One last pie-in-the-sky pitch, here, the DCross. No need to sugar coat it, this one is a market transplant of the rather infamous Dacia Duster that is sold all around the world. Sold only with all-wheel-drive and the simplest of options lists, the DCross is a no-frills entry into a market that is essentially left entirely vacant. Affordable, reasonably dependable, all-wheel-drive vehicles largely don't exist in the US, and while the Wrangler once occupied that space, I think the DCross could be a very interesting spiritual replacement if marketed correctly. Keeping it cheap, and I mean cheap, would be able to undercut the Subarus and Jeeps on the market, let alone 4x4 mid-size pickups, and could potentially entice a lot of new buyers that are keen on going out to have an adventurous multi-purpose vehicle. Even better, Renault offers a version of the Duster with a pickup bed called the Oroch, and much like the SUV-like DCross, would largely have a market all to itself. Of course, a rebadge would be necessary, and it seems like a "DTruck" would be a good start.

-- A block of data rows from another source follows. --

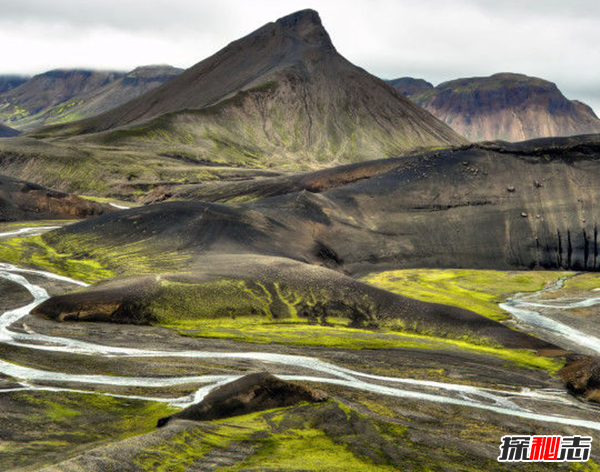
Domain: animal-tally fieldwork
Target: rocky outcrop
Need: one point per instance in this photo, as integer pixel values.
(582, 377)
(21, 200)
(251, 393)
(409, 86)
(271, 288)
(7, 132)
(23, 106)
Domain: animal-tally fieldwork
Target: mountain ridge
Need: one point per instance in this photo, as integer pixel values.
(280, 94)
(504, 106)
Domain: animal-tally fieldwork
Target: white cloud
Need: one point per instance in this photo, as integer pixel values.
(434, 39)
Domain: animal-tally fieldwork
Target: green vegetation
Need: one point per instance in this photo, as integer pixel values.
(276, 439)
(340, 335)
(34, 251)
(476, 290)
(51, 425)
(107, 200)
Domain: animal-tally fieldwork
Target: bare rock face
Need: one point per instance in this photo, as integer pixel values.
(7, 132)
(409, 86)
(509, 107)
(254, 392)
(20, 107)
(282, 95)
(21, 200)
(582, 376)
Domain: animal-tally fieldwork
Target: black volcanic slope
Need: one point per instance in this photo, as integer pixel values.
(114, 93)
(8, 82)
(520, 206)
(408, 86)
(511, 107)
(20, 200)
(281, 95)
(7, 132)
(251, 393)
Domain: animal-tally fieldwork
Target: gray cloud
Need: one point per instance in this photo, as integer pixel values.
(434, 39)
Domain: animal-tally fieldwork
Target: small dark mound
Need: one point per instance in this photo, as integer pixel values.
(253, 392)
(582, 376)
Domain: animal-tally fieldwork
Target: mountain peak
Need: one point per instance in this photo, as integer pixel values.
(306, 24)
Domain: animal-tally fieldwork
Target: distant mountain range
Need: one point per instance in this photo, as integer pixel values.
(7, 132)
(511, 107)
(281, 96)
(61, 96)
(8, 82)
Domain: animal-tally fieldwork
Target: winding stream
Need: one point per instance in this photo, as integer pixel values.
(499, 401)
(523, 309)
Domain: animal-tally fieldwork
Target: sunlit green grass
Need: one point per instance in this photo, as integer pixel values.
(477, 290)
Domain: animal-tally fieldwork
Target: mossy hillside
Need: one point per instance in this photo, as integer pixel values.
(477, 290)
(50, 426)
(328, 437)
(34, 251)
(339, 336)
(266, 313)
(287, 439)
(265, 127)
(103, 171)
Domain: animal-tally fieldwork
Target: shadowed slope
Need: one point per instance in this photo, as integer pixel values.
(279, 96)
(515, 206)
(512, 107)
(20, 200)
(7, 132)
(22, 106)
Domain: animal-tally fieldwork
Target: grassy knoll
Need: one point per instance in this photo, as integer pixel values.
(49, 426)
(477, 290)
(338, 335)
(34, 251)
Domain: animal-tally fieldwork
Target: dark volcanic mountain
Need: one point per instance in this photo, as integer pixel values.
(520, 206)
(23, 106)
(510, 107)
(113, 94)
(7, 132)
(280, 95)
(409, 86)
(8, 82)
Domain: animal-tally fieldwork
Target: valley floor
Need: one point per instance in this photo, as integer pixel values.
(398, 402)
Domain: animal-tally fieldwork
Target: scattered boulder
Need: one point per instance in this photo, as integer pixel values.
(253, 392)
(582, 376)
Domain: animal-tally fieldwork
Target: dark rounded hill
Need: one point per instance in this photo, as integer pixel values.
(409, 86)
(511, 107)
(248, 394)
(226, 286)
(21, 106)
(496, 206)
(7, 132)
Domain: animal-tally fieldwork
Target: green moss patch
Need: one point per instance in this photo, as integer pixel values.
(47, 427)
(34, 251)
(477, 290)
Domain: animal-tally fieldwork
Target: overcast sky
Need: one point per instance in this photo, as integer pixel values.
(433, 39)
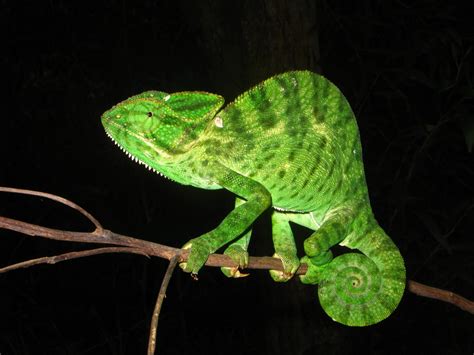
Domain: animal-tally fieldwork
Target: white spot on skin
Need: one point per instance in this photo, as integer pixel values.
(219, 122)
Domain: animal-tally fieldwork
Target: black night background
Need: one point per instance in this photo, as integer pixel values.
(406, 67)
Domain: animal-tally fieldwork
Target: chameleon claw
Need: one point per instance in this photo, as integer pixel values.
(199, 252)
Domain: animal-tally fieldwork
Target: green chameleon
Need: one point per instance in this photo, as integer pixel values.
(290, 143)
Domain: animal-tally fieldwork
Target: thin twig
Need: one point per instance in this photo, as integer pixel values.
(128, 244)
(56, 198)
(441, 295)
(159, 303)
(71, 255)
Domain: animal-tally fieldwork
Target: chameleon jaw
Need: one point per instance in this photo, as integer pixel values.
(134, 158)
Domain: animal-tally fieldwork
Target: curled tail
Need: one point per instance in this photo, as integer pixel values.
(360, 290)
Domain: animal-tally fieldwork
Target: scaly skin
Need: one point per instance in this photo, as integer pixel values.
(290, 143)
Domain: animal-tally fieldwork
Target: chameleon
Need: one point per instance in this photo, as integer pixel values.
(290, 143)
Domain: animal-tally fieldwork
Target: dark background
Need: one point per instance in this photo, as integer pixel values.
(405, 66)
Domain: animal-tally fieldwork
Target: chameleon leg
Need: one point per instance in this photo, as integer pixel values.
(317, 247)
(285, 248)
(258, 199)
(238, 251)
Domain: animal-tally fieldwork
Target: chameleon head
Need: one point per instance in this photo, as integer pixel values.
(156, 128)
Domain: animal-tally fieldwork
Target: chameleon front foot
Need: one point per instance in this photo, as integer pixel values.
(240, 256)
(316, 266)
(200, 250)
(290, 263)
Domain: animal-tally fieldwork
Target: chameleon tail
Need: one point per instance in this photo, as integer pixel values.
(360, 290)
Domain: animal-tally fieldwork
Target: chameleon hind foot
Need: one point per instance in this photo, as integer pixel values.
(240, 256)
(290, 262)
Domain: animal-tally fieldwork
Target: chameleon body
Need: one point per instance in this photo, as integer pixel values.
(290, 143)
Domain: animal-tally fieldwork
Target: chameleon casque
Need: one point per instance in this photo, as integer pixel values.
(290, 143)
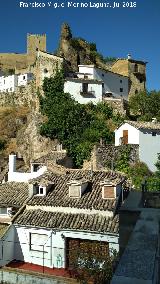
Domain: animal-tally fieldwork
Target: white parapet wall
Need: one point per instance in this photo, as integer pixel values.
(21, 177)
(25, 177)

On the achievability index, overall, I'd rate my list at about a 6 out of 10, perhaps a little more reasonable than the 2-3 out of 10 lists I've seen that rely almost entirely on sport related models. I think if the past few days have taught us anything, it is very likely that a great number of people still have an affinity for Mitsubishi, regardless of how well the company has been performing. I know I have fond memories of a pre-Evolution era with cars like the Eclipse GS-T and Gallant VR4, and even something as simple as a base-trim Mirage from the '90s. Building weird and interesting cars builds a following, it was exactly how Subaru and Mitsubishi became so popular, but without constantly innovating like Subaru had, Mitsubishi fell by the wayside. With the right kind of investment and a commitment to a specific set of ideals, I do think Mitsubishi can turn the ship around.